As estimativas revelaram que os preços de bebidas afetadas pelo imposto sobre refrigerantes aumentaram em $ 0,28, porém variaram de forma heterogênea de acordo com o tamanho da embalagem da bebida. Refrigerantes com embalagens menores apresentaram um aumento de £ 0,241 por litro, enquanto que embalagens maiores sofreram um aumento de £ 0,294 por litro. Considerando que o Soft Drinks Industry Levy implementou uma taxa de £ 0,24 por litro para as variantes açúcaradas de Coca-Cola e Pepsi, esses resultados indicaram um forte repasse dos tributos para o preço pago pelos consumidores.
As preferências por preço e bebidas variaram pouco entre os diferentes grupos etários, com exceção à predileção dos mais velhos por bebidas em relação a lanches. No entanto, as preferências por açúcar variam consideravelmente com a idade. Indivíduos com menos de 30 anos têm maior probabilidade de preferirem variedades de produtos açucarados, enquanto os mais velhos têm menos propensão a isso. Para aqueles com preferências por açúcar moderadas, os mais jovens têm uma preferência média por açúcar significativamente maior do que os de 22 a 30 anos, que, por sua vez, preferem mais açúcar do que os maiores de 30 anos.
As estimativas relacionadas ao perfil dos consumidores indicaram que os consumidores que compram refrigerantes reduziram, em média, a quantidade de açúcar consumida imediatamente em cerca de 245g por ano, uma redução de 21%. Parte dessa redução é compensada pela substituição por bebidas não taxadas com açúcar e lanches alternativos. Mesmo considerando respostas comportamentais, a variação compensatória permanece alta para esses grupos. Considerando uma lata de Coca-Cola como referência, uma internalidade de pelo menos £0,62 por lata seria necessária para que esses consumidores experimentem um aumento no bem-estar, assumindo nenhum benefício da receita do imposto.
Os indivíduos jovens e os de famílias pobres obtêm mais açúcar de refrigerantes consumidos imediatamente, tornando-os mais afetados pelo imposto sobre refrigerantes. As estimativas mostraram que consumidores de 13 a 21 anos reduzem, em média, 280g de açúcar e têm uma variação compensatória de £ 4,94. Jovens e indivíduos em lares de baixa renda são mais impactados pelo imposto e apresentam maiores reduções no consumo de açúcar. Indivíduos com alta ingestão de açúcar na dieta apresentaram respostas menores, tanto em termos absolutos quanto percentuais.

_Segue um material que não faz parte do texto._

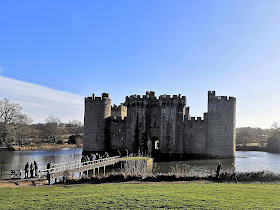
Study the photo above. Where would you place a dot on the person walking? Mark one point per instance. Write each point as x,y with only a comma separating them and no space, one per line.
233,175
26,169
36,168
218,170
31,170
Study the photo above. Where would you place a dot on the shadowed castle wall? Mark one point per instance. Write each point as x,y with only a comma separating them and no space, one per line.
165,119
97,110
196,136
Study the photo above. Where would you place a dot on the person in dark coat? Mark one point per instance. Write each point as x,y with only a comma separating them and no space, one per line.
218,170
26,169
36,168
31,170
233,175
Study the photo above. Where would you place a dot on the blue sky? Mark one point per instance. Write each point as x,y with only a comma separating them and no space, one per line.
128,47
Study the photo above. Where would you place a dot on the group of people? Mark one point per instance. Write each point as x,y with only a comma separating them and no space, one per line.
97,156
31,169
218,171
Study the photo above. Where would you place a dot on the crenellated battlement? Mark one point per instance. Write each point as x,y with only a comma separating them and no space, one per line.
164,120
150,96
196,119
213,98
104,96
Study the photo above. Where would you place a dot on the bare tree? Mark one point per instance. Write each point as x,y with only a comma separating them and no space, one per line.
10,118
23,130
75,127
51,129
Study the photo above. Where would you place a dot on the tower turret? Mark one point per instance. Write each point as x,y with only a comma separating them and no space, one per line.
221,125
97,112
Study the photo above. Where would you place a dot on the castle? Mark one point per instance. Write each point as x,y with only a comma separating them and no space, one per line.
159,127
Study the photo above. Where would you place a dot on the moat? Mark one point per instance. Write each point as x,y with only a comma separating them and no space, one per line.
245,161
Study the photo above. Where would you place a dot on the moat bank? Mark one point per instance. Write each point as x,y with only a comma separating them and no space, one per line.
42,146
245,161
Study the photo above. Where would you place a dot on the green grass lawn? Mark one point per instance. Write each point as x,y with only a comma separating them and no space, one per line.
148,196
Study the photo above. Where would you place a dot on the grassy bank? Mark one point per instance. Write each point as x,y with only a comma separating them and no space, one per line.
42,146
152,195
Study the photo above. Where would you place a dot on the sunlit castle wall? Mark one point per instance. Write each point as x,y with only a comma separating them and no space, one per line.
97,112
221,125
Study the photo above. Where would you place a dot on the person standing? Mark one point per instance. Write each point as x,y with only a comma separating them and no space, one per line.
218,170
36,168
31,170
26,169
233,175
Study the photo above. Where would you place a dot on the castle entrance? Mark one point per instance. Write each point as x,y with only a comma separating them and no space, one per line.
155,146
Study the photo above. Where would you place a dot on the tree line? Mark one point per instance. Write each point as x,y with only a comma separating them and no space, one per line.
16,128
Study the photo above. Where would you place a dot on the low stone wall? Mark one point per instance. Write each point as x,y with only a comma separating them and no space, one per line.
251,148
42,146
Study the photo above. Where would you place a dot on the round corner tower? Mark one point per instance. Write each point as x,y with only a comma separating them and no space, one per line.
97,110
221,125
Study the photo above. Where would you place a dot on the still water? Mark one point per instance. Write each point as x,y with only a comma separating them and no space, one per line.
245,161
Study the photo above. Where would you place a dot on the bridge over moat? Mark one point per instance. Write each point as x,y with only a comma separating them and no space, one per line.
64,170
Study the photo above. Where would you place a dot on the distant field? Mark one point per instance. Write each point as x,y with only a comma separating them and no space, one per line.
149,196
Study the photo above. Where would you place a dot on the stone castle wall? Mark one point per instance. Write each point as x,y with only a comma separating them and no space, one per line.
221,125
142,120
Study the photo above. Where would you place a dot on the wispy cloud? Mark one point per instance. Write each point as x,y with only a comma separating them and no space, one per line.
2,68
39,102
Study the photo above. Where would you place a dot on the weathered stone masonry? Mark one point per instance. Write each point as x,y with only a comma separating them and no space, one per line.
159,126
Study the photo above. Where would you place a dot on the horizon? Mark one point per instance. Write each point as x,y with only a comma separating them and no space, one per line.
53,54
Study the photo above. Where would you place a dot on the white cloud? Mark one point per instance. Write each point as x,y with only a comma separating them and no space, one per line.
39,102
2,68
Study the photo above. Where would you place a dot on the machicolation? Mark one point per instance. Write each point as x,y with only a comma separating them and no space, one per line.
160,126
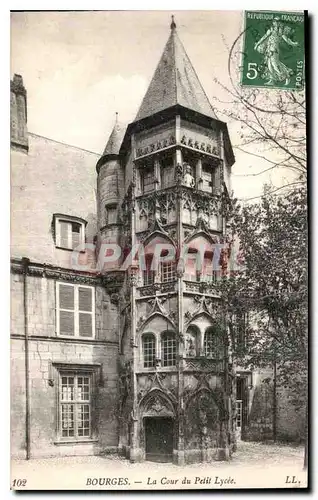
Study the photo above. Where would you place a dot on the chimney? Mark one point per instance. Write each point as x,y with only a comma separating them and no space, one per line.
19,132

Este artigo investigou o impacto da taxa sobre bebidas açucaradas Soft Drinks Industry Levy do Reino Unido sobre o consumo de açúcar em situações de consumo imediato. Para tal, foi conduzida uma análise utilizando dados sobre o padrão de consumo imediato diário dos indivíduos, considerando a reação dos consumidores a mudanças no preço provocadas pelo tributo.

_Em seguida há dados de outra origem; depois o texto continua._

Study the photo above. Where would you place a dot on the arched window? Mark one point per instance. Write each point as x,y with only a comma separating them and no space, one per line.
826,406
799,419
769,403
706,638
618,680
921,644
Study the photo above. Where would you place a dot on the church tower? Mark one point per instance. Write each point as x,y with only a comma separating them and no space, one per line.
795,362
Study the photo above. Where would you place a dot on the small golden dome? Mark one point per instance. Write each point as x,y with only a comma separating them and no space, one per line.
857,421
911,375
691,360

As evidências deste estudo destacaram que os consumidores são moderadamente sensíveis ao aumento de preço devido ao imposto. A implementação do imposto resultou em uma redução significativa no consumo de açúcar, especialmente entre jovens e indivíduos de baixa renda, ressaltando a eficácia do imposto em atingir esses grupos específicos. Além disso, o estudo destacou a importância das preferências de consumo e substituição por bebidas não taxadas na determinação da resposta dos consumidores. O desenho dessa política revela como a estrutura de preços pode induzir mudanças de consumo saudáveis, contribuindo para a redução da ingestão de açúcar e melhorando a saúde pública a longo prazo.
Referências
DUBOIS, P.; GRIFFITH, R.; O’CONNELL, M. How Well Targeted Are Soda Taxes? American Economic Review, v. 110, n. 11, p. 3661–3704, 1 nov. 2020.